- Born: 17 September 1934 Stirling, Scotland
- Died: 8 January 1999 (aged 64)
- Education: Glasgow University
- Known for: Curtis-Hay ligands
- Scientific career
- Fields: organic chemistry
- Workplaces: Victoria University of Wellington, University of Sterling, St Andrews University
- Thesis: The catalysed decarboxylation of oxaloacetic acid. (1960);
- Doctoral students: Kevin Tate

= Robert Walker Hay =

British chemist

Robert Walker Hay FRSE FRCS (1934–1999) was a British chemist. He held the chair in Chemistry at Stirling University and later St Andrews University.

==Life==

Hay went to Glasgow University to study chemistry, graduating BSc in 1956 and then later receiving a doctorate (PhD) in Carbohydrate Chemistry in 1959.

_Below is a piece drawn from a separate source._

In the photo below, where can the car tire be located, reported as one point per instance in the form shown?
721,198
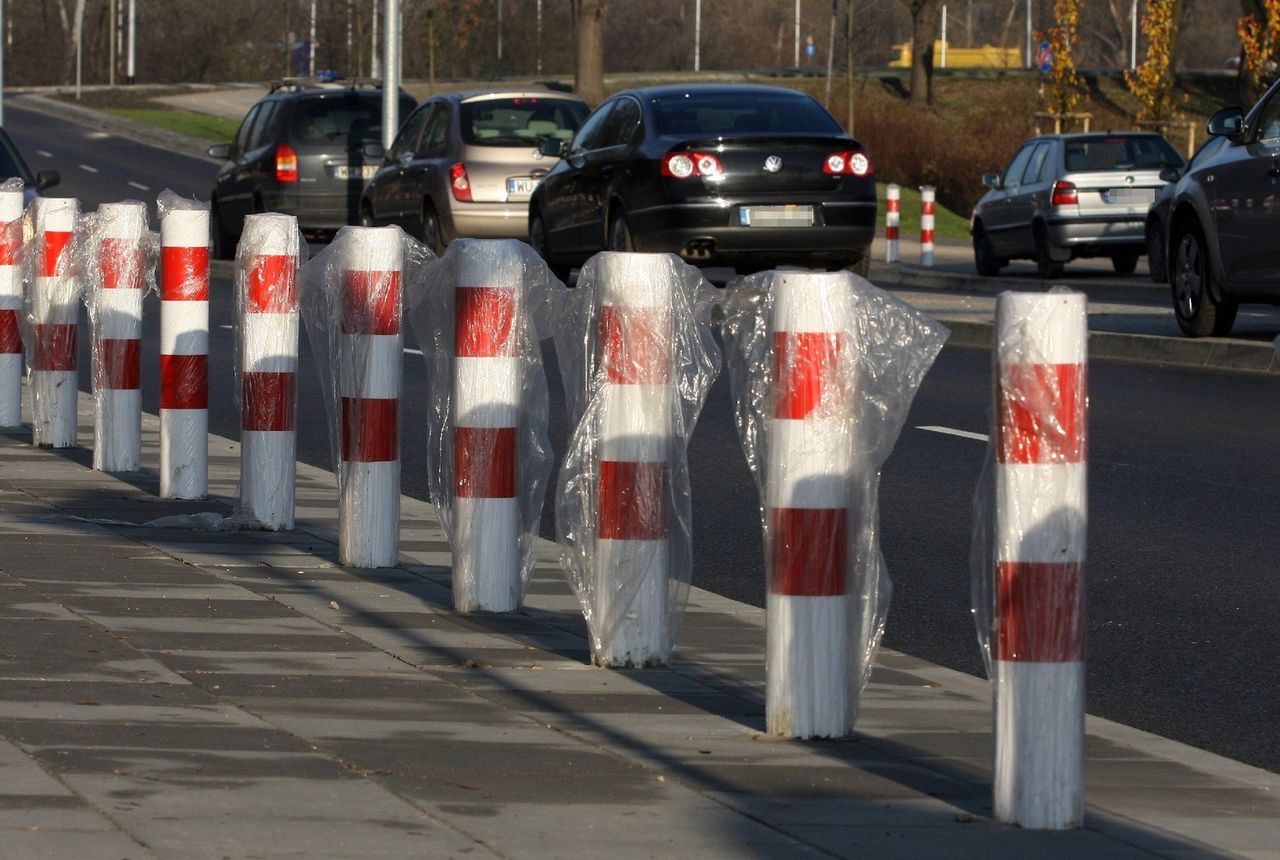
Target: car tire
1198,314
984,257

Hay moved to New Zealand in around 1962 to take up a post lecturing in both Organic and Inorganic Chemistry at the Victoria University of Wellington. Here, together with Neil Curtis, he formulated the Curtis-Hay ligands, a method of preparing diamines in acetone.

In 1978 Hay was elected a fellow of the Royal Society of Edinburgh. His proposers were Ronald Percy Bell, William Parker, John Michael Tedder, Charles Kemball, Evelyn Ebsworth and Roy Foster.

==The Bob Hay Lectureship==

The Bob Hay Lectureship was established by the Macrocyclic and Supramolecular Chemistry Interest Group of the Royal Society of Chemistry in 2001 in Hay's memory. The lecture is given annually by a younger chemist (within 15 years of the completion of their PhD) working in the area of macrocyclic and/or supramolecular chemistry.